Diagnosis
Traditional Chinese Medicine Offers a Different Way to Diagnose Your Health
In Chinese Medicine texts, there is no discussion of diseases or disorders as we know them in the West. If you go to see an herbalist, acupuncturist or Chinese medicine doctor because you are suffering from chronic migraine, the practitioner may diagnosis you as having Liver Qi Stagnation, Liver Heat, Dampness, Qi and Blood Deficiency or Excess Yang, depending on the signs and symptoms that accompany your headache. If you have nausea, gas and bloating you may be diagnosed with Deficient Spleen System Qi.
What Does It Mean?
The acupuncture practitioner describes the disharmonies in terms of the patterns they manifest. These are known as the Eight Fundamental Patterns: Interior, Exterior; Heat, Cold; Excess, Deficiency; Yin, Yang. These terms are used to describe the way that disharmony is created in the mind/body/spirit.
Interior and Exterior patterns tell the practitioner where in the body the disease resides.
Interior patterns of disharmony are indicated if the disharmony is chronic, produces changes in urine and stool, if there is discomfort or pain in the torso and no aversion to cold or wind.
Exterior patterns of disharmony often come on suddenly and are acute. Common signs include chills, fever, a dislike of cold and an achy feeling overall.
Heat and Cold describe the activity of the body and the nature of the disease. Cold patterns are caused by Deficient Yang or an External Pernicious Cold Influence. With Cold everything slows down, a person becomes withdrawn and sleeps in a curled up position. Pain is relieved by warmth, bodily secretions are thin and clear and there is a desire for warm liquids.
Heat patterns are caused by invasion of External Pernicious Heat Influence, the depletion of Yin substances and Excess Yang. With Heat, the body’s processes speed up and a person may talk excessively, have a red face and hot body and prefer cold beverages; secretions become thick, putrid and dark.
Deficiency and Excess express the impact of the disharmony on the body’s resistance to disease (Normal Qi ). With Deficiency there is underactivity in the Organ System(s), weakness and tentative movement, a pale or ashen face, sweating, incontinence and shallow breathing and pain that is relieved by pressure.
Excess is associated with overactivity of bodily functions; heavy, forceful movements; a loud, full voice; heavy breathing; pain increased by pressure.
Yin and Yang encompass the other six Fundamental Patterns. Yin encompasses Interior, Cold and Deficient; Yang encompasses Exterior, Heat and Excess.

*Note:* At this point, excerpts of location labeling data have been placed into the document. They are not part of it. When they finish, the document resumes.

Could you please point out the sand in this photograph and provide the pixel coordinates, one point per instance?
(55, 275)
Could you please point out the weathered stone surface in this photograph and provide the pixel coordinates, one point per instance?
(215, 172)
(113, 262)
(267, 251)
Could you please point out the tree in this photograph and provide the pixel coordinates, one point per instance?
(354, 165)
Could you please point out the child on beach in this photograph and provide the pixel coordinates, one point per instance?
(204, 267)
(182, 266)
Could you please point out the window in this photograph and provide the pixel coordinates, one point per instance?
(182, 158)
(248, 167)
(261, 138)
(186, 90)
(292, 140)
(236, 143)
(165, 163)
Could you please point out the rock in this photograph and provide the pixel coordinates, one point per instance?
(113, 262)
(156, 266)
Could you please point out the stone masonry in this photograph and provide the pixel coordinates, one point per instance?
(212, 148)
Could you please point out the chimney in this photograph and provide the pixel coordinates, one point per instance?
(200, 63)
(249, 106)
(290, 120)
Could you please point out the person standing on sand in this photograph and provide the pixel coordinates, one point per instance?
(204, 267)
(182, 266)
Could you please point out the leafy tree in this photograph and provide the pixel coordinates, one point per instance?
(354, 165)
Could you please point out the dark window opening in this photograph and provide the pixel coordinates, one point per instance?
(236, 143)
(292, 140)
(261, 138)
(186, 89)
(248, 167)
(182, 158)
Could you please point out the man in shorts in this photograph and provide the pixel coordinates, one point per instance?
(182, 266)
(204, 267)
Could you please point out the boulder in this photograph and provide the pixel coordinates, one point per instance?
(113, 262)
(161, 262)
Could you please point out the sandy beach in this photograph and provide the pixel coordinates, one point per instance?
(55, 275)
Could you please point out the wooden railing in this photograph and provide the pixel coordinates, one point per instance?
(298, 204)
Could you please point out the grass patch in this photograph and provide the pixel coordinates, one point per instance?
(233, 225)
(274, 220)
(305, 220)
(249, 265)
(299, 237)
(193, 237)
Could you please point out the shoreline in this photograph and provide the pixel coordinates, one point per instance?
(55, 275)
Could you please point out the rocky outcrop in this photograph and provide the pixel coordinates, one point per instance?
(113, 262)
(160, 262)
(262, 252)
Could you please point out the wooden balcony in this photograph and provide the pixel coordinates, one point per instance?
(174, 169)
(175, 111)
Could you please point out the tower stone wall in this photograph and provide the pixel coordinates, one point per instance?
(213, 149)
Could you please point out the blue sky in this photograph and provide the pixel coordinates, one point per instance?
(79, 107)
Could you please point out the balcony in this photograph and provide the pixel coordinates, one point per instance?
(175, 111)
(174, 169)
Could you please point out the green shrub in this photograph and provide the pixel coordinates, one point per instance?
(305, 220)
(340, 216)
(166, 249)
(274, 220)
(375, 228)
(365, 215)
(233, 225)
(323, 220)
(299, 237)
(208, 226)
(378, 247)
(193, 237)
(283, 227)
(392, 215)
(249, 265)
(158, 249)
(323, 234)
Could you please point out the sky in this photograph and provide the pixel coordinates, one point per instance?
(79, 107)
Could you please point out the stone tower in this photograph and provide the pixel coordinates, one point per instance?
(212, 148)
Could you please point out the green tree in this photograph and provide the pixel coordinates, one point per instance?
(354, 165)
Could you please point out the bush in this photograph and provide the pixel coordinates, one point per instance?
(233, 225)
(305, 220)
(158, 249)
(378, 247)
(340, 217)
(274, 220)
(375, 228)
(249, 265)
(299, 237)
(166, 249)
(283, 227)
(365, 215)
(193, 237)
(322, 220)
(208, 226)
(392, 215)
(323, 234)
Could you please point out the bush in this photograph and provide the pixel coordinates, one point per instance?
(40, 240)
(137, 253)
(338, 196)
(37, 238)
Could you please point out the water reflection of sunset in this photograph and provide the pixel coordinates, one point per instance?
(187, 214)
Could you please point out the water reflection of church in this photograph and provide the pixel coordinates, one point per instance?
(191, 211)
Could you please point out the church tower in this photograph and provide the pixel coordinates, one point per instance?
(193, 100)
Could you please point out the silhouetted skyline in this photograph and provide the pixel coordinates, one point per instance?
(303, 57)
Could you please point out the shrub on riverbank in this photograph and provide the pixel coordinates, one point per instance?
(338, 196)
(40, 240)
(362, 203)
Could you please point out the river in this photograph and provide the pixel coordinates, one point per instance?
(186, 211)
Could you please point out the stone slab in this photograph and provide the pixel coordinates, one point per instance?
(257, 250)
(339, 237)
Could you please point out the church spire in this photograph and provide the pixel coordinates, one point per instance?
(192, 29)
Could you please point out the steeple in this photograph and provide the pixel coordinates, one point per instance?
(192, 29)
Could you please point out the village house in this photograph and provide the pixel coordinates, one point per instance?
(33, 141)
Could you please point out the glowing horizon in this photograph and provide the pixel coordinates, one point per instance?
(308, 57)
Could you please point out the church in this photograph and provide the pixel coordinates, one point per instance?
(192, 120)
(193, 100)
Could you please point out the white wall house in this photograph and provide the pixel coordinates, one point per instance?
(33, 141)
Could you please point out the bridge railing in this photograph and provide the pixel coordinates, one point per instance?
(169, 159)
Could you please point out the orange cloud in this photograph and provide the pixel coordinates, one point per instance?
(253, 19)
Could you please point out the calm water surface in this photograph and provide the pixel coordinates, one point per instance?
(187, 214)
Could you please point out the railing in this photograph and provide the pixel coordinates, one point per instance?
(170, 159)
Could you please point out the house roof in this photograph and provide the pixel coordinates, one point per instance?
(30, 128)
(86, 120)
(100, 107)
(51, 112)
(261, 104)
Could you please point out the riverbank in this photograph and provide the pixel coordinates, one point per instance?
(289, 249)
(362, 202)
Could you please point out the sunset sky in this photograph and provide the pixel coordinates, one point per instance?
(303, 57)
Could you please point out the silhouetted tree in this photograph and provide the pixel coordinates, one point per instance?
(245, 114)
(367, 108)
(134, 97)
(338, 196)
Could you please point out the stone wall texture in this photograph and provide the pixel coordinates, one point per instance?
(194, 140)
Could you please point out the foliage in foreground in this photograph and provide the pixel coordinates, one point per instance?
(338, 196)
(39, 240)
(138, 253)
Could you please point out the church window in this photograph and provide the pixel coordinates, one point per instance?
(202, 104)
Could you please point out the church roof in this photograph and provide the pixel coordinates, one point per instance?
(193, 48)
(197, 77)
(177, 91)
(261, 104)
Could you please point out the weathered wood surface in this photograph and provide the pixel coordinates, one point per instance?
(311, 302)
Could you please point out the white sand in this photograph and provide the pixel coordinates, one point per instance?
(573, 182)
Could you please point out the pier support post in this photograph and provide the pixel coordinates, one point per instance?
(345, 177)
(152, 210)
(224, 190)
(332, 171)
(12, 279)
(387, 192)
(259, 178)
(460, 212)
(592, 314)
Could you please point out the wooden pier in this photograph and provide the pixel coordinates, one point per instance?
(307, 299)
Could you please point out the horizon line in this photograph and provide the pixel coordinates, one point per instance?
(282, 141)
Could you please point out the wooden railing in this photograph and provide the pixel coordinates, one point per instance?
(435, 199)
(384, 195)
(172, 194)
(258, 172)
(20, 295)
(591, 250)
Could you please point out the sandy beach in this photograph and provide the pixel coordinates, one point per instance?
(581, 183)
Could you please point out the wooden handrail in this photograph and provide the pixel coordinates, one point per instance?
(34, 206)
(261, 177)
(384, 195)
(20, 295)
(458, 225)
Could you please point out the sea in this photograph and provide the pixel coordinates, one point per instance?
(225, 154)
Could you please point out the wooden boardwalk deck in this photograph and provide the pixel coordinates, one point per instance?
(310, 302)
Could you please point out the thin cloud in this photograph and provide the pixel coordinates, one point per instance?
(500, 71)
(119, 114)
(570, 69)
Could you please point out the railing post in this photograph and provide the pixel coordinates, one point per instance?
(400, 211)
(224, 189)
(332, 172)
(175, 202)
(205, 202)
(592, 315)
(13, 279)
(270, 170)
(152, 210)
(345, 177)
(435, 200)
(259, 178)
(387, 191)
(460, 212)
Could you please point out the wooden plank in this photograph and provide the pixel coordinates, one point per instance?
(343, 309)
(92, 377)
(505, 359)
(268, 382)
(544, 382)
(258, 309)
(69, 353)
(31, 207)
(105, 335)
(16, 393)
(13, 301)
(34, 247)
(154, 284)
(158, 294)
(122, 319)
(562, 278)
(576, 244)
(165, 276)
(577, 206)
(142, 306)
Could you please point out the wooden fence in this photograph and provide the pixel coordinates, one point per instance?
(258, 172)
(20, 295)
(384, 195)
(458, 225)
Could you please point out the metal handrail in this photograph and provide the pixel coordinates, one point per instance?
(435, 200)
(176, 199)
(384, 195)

Deficient Spleen System Qi
The common symptoms are loose stools, poor appetite, abdominal distention and pain, pale complexion, fatigue and lethargy, weight gain due to fluid retention, edema, shortness of breath and a pale bright face. A subset of Deficient Spleen Qi is Sinking Spleen System Qi, characterized by muscular weakness and prolapsed organs, particularly of the uterus, bladder and rectum. Spleen System Not Able to Govern the Xue (blood), another subset of Deficient Spleen Qi, is associated with Xue circulating outside its proper pathways. The symptoms are chronic bleeding such as bloody stools, nosebleeds, varicose veins, hemorrhoids, excessive menstrual bleeding, non-menstrual uterine bleeding, easy bruising and purpura (purple spotting indicative of bleeding beneath the skin).